Fire is a serious ship hazard and as such burns victims may certainly need significant fluid volume replacement before the helicopter arrives. Tourniquets can be life savers but must be frequently revisited to ensure one problem has not been changed for another. Scalp lacerations are common and can be extensive with significant haemorrhage. But pressure bandages can be difficult to keep in place on heads. I’ve found that large sutures tied tightly are the best primary management to stop haemorrhage even over depressed fracture. If bone is missing, then put saline soaked gauze over the wound and suture around the skin edges if there is a partial avulsion (torn off skin) of the scalp.
When you are handing over to either another crew member or a medical professional, such as a helicopter crew, there are a number of acronyms that are useful and rather universal to aid completeness.
SBARD
Situation
Background
Assessment
Recommendations
Decisions
In other words you have assessed and treated the patient and are now conferring regarding the decisions made, ready for the next line of care.
SAMPLE
Signs and Symptoms
Allergies
Medications
Past Medical History
Last Eaten
Useful for a medical (rather than trauma) handover to cover other aspects that may be pertinent.
RSVP
Reason (Injury is usually the reason and this is basically the nature of it)
Story (History so far)
Vitals (BP etc)
Plans (extrication)
MIST
Mechanism
Injuries
Symptoms and Signs
Treatment(s)
Similar to SBARD. This is my personal preference really.
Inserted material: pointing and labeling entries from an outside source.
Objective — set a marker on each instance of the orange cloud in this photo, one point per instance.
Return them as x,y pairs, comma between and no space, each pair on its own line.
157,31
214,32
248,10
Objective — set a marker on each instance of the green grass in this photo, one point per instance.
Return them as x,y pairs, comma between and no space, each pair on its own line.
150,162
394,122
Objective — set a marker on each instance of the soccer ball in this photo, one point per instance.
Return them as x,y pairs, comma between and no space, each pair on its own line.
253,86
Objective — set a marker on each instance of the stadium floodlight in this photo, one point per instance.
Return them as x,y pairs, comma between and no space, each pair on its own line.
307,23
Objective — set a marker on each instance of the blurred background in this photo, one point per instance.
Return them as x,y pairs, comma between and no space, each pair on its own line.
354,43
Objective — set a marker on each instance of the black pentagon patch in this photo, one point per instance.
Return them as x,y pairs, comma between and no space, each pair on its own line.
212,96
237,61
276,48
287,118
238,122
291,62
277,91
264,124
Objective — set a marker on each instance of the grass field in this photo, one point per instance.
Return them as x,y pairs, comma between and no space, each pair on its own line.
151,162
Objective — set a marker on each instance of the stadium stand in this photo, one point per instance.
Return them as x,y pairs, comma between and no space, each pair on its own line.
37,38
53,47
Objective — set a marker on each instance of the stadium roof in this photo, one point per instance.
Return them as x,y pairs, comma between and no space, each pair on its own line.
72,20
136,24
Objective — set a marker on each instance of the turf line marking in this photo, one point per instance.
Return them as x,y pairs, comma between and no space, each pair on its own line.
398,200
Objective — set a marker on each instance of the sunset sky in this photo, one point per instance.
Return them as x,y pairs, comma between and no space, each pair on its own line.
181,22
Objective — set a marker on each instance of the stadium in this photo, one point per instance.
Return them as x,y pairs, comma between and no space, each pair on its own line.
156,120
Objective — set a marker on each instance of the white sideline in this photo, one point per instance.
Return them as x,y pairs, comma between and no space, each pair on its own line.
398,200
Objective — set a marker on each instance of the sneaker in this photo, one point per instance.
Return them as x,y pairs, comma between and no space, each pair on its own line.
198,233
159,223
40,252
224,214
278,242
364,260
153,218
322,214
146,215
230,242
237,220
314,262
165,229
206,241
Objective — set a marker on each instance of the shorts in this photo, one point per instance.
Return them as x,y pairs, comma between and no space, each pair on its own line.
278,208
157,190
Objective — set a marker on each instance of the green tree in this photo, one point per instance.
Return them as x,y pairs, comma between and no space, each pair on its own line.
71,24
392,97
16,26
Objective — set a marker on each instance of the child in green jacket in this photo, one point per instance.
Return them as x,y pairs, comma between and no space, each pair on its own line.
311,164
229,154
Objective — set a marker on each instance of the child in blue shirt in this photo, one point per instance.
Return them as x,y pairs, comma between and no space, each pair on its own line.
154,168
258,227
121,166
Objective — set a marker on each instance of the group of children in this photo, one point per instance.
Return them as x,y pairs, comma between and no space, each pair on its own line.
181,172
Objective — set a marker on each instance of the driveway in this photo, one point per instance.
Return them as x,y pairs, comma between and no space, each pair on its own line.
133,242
Note from the Red Square Medical team - we love this one too, and normally add AT at the beginning to make it ATMIST. So starting with the patients AGE and gender, then the TIME of the incident.
We hope you’ve enjoyed this insight into John’s advice for treating onboard and what we’ve taken from it is the need for familiarity with kit, with the crew onboard, and to carry out regular drills to make sure everyone knows their role and how to work together in the best interest of the patient.